L’avais-je réellement rencontrée ? Jamais ! À peine l’avais-je furtivement entrevue, à travers un trou, une misérable lucarne de mon alcôve. J’étais pareil à un chien affamé reniflant des immondices, et qui, du plus loin qu’il voit quelqu’un apporter des déchets, prend peur, court se cacher, puis revient choisir, parmi les rogatons frais, les morceaux qui lui plaisent. J’étais comme ce chien. Mais on avait aveuglé la lucarne et Elle était pour moi comme un bouquet de fleurs fraîches abandonné sur des ordures.
Le soir de ma dernière sortie, le temps était couvert, il pleuvait, un brouillard épais voilait tout aux alentours. Dans cette atmosphère mouillée qui atténuait la vivacité des couleurs et l’insolence des lignes, j’éprouvais une sensation de liberté et de calme ; la pluie lavait mes idées noires. Or, cette nuit-là, ce qui n’aurait pas dû se produire arriva. Je déambulais, inconscient. Pourtant, durant ces heures de solitude et ces minutes dont je ne me rappelle guère la durée, comme surgi de la brume, son visage flou m’apparaissait avec plus d’insistance que jamais, son visage maladif, pareil à ces miniatures qui ornent les cuirs d’écritoire.

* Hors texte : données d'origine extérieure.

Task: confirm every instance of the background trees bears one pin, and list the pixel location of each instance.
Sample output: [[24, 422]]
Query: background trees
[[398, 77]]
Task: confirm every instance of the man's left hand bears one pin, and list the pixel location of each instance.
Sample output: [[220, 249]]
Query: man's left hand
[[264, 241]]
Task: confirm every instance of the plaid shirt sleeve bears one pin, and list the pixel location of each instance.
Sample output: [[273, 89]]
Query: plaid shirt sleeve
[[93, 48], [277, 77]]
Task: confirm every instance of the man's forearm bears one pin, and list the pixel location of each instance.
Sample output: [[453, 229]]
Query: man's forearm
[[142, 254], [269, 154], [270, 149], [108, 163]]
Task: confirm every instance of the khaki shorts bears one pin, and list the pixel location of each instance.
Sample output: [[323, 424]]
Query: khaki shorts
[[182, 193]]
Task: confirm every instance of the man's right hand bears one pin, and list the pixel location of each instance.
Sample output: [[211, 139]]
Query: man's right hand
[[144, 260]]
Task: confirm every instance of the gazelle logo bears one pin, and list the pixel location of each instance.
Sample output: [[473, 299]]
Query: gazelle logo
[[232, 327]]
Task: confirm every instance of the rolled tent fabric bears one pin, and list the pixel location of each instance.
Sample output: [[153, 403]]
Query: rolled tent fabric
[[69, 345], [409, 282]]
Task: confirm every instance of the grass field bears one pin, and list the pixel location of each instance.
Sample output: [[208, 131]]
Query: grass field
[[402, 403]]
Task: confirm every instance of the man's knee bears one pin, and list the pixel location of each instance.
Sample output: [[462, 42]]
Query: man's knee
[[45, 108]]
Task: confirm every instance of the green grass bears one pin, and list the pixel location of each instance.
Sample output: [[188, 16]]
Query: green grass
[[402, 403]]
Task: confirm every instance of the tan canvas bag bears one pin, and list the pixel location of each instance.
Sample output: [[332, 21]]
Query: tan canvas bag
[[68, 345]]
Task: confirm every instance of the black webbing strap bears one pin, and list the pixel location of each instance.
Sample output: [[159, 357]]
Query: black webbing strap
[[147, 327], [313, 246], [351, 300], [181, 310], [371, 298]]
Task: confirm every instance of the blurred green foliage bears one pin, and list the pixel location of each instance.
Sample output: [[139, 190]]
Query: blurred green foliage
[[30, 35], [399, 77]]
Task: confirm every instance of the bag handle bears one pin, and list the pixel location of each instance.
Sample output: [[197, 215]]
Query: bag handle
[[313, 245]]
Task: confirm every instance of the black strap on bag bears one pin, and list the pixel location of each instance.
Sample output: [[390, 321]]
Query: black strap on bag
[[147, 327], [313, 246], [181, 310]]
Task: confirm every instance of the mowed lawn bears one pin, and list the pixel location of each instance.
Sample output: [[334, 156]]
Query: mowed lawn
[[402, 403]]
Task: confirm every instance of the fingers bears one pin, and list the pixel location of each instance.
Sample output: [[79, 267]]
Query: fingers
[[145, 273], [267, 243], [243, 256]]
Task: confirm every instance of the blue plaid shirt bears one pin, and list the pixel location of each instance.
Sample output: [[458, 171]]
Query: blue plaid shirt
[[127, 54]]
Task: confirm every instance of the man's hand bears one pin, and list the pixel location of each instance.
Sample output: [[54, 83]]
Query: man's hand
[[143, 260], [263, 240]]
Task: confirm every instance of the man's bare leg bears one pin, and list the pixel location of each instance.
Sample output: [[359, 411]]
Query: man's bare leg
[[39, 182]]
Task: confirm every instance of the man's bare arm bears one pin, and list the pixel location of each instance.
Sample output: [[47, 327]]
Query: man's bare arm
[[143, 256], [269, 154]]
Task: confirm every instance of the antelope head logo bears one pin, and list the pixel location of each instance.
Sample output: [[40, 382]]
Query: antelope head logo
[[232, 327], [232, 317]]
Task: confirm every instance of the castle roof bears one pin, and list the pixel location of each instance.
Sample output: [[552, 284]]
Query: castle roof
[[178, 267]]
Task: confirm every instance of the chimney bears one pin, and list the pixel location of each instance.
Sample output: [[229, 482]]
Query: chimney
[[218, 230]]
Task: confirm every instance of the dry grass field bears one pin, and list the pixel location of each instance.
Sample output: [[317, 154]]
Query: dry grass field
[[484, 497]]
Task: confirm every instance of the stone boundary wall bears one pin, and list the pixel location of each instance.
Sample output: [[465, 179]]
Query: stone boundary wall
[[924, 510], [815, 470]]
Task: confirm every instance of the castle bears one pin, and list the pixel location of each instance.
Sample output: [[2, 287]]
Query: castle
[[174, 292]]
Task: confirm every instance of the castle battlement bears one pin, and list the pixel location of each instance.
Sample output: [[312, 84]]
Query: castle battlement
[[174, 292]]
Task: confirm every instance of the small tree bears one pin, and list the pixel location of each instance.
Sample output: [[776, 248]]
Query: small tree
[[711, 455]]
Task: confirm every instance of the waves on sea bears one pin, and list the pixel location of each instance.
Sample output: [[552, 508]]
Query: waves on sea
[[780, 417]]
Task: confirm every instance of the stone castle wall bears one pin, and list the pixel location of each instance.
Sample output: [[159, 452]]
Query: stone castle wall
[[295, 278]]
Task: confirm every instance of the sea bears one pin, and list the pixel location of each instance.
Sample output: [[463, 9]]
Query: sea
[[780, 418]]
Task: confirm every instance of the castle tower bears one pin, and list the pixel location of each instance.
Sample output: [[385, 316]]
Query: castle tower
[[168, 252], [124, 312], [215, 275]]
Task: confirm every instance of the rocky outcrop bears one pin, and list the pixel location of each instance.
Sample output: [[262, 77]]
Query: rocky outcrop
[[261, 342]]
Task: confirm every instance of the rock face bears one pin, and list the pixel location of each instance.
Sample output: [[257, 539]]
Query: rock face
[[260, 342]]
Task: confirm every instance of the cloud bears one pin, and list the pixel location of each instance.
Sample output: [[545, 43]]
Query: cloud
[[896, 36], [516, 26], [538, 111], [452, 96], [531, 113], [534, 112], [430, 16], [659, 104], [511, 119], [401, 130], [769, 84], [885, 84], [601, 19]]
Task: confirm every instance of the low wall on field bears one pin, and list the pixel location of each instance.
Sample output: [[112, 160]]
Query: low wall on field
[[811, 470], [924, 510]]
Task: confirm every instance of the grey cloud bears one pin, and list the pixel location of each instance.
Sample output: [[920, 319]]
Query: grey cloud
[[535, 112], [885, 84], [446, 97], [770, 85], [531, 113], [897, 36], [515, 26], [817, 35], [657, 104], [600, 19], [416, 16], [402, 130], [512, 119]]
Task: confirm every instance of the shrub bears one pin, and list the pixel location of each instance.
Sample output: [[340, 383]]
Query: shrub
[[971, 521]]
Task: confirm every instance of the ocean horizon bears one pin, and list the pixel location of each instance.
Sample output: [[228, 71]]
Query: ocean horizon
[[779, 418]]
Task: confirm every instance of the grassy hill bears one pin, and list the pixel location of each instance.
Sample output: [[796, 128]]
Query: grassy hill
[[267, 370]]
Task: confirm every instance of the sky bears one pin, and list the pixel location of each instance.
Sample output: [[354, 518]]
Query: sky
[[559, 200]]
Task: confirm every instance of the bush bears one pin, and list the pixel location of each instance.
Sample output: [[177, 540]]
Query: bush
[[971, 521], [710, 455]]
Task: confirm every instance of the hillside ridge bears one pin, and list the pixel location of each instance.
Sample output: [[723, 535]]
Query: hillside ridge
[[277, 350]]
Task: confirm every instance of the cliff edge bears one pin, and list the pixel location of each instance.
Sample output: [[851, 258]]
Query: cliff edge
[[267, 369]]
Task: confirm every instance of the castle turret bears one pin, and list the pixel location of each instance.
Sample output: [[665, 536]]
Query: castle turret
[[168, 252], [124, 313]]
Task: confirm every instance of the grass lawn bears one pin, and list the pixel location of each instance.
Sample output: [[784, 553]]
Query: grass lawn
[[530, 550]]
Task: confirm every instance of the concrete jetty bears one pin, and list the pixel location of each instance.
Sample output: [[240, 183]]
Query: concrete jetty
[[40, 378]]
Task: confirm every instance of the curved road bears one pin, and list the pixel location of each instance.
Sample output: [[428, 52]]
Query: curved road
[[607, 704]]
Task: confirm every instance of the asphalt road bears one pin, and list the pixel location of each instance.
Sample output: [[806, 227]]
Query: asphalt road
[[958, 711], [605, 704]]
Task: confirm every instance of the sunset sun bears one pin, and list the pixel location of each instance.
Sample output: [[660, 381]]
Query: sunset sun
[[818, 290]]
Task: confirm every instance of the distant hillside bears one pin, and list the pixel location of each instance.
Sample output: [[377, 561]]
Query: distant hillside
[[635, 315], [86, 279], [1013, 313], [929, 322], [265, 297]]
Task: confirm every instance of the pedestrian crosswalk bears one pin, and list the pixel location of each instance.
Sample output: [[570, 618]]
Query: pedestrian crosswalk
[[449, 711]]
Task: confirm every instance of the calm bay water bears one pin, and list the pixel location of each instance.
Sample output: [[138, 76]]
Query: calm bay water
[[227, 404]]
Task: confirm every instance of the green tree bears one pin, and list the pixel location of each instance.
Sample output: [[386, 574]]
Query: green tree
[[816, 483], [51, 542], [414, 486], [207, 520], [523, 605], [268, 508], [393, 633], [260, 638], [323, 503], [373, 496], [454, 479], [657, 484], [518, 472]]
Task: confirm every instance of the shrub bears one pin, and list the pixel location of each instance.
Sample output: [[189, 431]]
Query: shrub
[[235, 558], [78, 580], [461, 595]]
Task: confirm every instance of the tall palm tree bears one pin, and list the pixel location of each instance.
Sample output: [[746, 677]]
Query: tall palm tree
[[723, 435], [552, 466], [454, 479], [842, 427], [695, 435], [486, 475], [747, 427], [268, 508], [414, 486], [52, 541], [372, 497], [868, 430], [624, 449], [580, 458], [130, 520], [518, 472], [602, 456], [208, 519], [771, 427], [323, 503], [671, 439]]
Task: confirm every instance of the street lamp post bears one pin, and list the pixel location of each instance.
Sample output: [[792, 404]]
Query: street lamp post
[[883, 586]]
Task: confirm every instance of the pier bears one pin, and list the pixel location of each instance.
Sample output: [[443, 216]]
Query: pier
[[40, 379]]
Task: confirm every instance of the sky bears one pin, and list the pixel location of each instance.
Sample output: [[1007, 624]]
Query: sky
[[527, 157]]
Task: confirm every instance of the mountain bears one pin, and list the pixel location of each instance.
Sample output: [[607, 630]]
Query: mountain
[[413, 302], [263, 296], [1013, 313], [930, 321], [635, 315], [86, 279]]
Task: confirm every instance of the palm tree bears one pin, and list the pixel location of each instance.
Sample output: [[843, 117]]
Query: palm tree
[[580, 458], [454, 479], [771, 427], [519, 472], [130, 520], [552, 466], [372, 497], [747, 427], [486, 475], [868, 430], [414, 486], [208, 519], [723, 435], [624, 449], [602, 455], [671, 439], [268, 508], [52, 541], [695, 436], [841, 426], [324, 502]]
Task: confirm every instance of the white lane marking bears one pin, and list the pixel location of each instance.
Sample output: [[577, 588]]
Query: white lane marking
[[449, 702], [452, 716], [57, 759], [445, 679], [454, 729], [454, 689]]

Lorsque je rentrai, je crois bien qu’une bonne partie de la nuit s’était déjà écoulée. Le brouillard s’était tellement épaissi que je voyais à peine à mes pieds. Cependant, une fois devant ma porte, je distinguai, grâce à l’habitude, et aussi grâce à un sens particulier que j’avais acquis au cours de mes promenades nocturnes, une forme vêtue de noir, la silhouette d’une femme assise sur le perron.